(132b) Complimentary Techniques to Directly Characterize Liposomes: Nanoparticle Tracking Analysis, Dynamic Light Scattering, and Electrophoretic Light Scattering

Liposomes have been used in drug discovery and drug delivery for some time, and the biophysical characterization of these systems and their payloads is critical to understanding and optimizing their fabrication and function. This study looks at optimal conditions for extruding liposomes as well as their stability under different conditions. We` highlight the limit of detection for fluorescently labeled liposomes. Our aim is to further educate the public about the intricacies of liposome formation and characterization as measured by Nanoparticle Tracking Analysis (NTA) from the NanoSight product range and Dynamic (DLS) and Electrophoretic (ELS) Light Scattering from the Zetasizer product range within Malvern Instruments.

NTA utilizes the properties of both light scattering and Brownian motion in order to obtain the particle size distribution of samples in liquid suspension. A laser beam is passed through the sample chamber, and the particles in suspension in the path of this beam scatter light in such a manner that they can easily be visualized via a high sensitivity camera and a 20x objective lens. The camera, which operates at approximately 25 frames per second (fps), captures a video file of the particles moving under Brownian motion within the field of view of approximately 100 μm x 80 μm x 10 μm. The movement of the particles is captured on a frame-by-frame basis. The proprietary NTA software simultaneously identifies and tracks the center of each of the observed particles, and determines the average distance moved by each particle in the x and y planes.

The principle of dynamic light scattering is that fine particles and molecules diffuse at different speeds based on Brownian motion. To measure the diffusion speeds, the speckle pattern produced by illuminating the particles with a laser is observed. The scattering intensity at a specific angle will fluctuate with time, and this is detected using a sensitive avalanche photodiode detector (APD). The intensity changes are analyzed with a digital autocorrelator which generates a correlation function. This curve can be analyzed to give the size and size distribution. The charge acquired by a particle or molecule in a given medium is its zeta potential and arises from the surface charge and the concentration and types of ions in the solution. The charge or zeta potential of particles and molecules is determined by measuring their velocity while they are moving due to electrophoresis. Particles and molecules that have a zeta potential will migrate towards an electrode if a field is applied The speed (V_P) is proportional to the field strength (E_f) and their zeta potential or electrophoretic mobility (U_E).

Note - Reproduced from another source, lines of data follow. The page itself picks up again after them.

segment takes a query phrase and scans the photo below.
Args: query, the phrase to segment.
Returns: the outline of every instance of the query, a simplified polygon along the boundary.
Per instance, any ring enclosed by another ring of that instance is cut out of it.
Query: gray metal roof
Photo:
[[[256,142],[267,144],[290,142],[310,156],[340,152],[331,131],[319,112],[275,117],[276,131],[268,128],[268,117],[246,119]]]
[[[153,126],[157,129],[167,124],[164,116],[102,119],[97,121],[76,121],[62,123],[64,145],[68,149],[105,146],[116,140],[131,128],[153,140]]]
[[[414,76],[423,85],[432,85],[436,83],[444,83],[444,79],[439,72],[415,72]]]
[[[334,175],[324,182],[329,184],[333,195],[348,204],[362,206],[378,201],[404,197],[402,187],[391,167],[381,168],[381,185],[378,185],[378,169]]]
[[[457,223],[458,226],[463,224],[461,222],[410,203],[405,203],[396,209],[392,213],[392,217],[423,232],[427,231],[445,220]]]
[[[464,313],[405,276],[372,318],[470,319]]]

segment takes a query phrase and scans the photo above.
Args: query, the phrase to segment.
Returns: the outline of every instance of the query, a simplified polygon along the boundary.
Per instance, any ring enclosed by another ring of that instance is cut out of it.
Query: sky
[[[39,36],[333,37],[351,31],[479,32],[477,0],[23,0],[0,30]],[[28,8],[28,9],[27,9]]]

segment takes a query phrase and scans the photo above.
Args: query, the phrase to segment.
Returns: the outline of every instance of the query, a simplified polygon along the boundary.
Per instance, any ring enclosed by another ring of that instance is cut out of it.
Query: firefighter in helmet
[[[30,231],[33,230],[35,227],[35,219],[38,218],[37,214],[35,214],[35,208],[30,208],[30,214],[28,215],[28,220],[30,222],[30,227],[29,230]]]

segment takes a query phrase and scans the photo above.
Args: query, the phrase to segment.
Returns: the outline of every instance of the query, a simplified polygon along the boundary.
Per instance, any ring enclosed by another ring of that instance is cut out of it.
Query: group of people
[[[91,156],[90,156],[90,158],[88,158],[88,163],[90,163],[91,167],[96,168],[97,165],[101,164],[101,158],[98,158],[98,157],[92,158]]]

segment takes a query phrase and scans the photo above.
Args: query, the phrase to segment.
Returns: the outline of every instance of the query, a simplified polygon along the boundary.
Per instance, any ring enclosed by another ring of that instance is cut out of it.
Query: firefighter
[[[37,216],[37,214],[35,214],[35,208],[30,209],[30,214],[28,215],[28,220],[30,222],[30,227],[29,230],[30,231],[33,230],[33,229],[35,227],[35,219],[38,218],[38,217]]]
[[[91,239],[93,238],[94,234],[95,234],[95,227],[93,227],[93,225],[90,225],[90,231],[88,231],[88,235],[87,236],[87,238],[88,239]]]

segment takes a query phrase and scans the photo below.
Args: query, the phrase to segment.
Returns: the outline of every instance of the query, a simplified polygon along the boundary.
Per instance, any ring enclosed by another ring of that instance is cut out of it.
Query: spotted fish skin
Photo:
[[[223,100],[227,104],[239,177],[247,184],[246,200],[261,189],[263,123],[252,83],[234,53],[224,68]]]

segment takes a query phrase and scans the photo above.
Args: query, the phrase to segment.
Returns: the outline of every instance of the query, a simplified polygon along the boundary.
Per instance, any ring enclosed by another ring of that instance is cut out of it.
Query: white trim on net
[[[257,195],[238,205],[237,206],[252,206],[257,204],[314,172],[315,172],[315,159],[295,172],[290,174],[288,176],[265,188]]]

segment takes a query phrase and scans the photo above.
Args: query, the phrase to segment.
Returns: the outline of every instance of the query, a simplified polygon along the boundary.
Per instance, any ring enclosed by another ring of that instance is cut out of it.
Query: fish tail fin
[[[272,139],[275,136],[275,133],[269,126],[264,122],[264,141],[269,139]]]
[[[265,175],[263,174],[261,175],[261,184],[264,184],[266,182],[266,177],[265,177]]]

NTA and DLS confirmed that approximately 11 passes were needed to reach the target pore size. During the initial passes, DLS reflected the larger particles that were present because of their higher intensity. Once the larger particles were removed, the passes quickly reflected the pore size of the extruder. NTA displayed an initially larger standard deviation in the data because the particle sizes varied more by number. Neither original lipid concentration nor freeze-thaw cycles had a discernable effect on extruded sizes through different pore sizes. However, DOPC liposomes subjected to freeze-thaw cycles did have noticeably higher initial concentration when increasing the number of extrusion passes. Robustness of the Nanosizer Extruder by T&T Scientific was demonstrated by the stable size and concentration over 20 mL (11 passes/mL) of extruded DOPC liposomes. There was a noticeable difference in resulting concentration of liposomes subjected to step-down extrusion vs extrusion directly at different pore sizes. This provided milder conditions and higher retention of liposomes. Increasing the percentage of cholesterol in DOPC further displaced head groups in the lipid bilayer causing an increase in the zeta potential. Fluorescence measurements on Rh-DPPE incorporated into DOPC showed that lower percentages could be further measured to determine the true limit of detection. Decreasing % labeling efficiency with higher mol% Rh-DPPE indicates potential fluorophore quenching. Loaded and larger particles potentially offer better centering with inserted fluorescence filter during NTA measurements.

Both NanoSight and Zetasizer are similar because they both rely on the Brownian motion of and light scattering from the particle. Both use the Stokes-Einstein equation and relate diffusion to size (hydrodynamic diameter). In practice, they are quite different, since NTA produces a number-based size distribution and DLS produces an intensity-based distribution. NTA provides particle-by-particle measurement while DLS provides an ensemble measurement. This is further exemplified in the set of experiments shown here. A broad range of characterization information and combination of both NanoSight and Zetasizer systems helped further optimize fabrication and understand the function of liposomes. NTA through NanoSight provided number-based high resolution sizing, accurate distribution profiles, concentration (particles/mL), and fluorescence measurements. DLS provided excellent reproducibility, mean size and PDI measurements over a broad range and non-invasive trend analysis. ELS provided zeta potential as a functionality and stability metric of particles.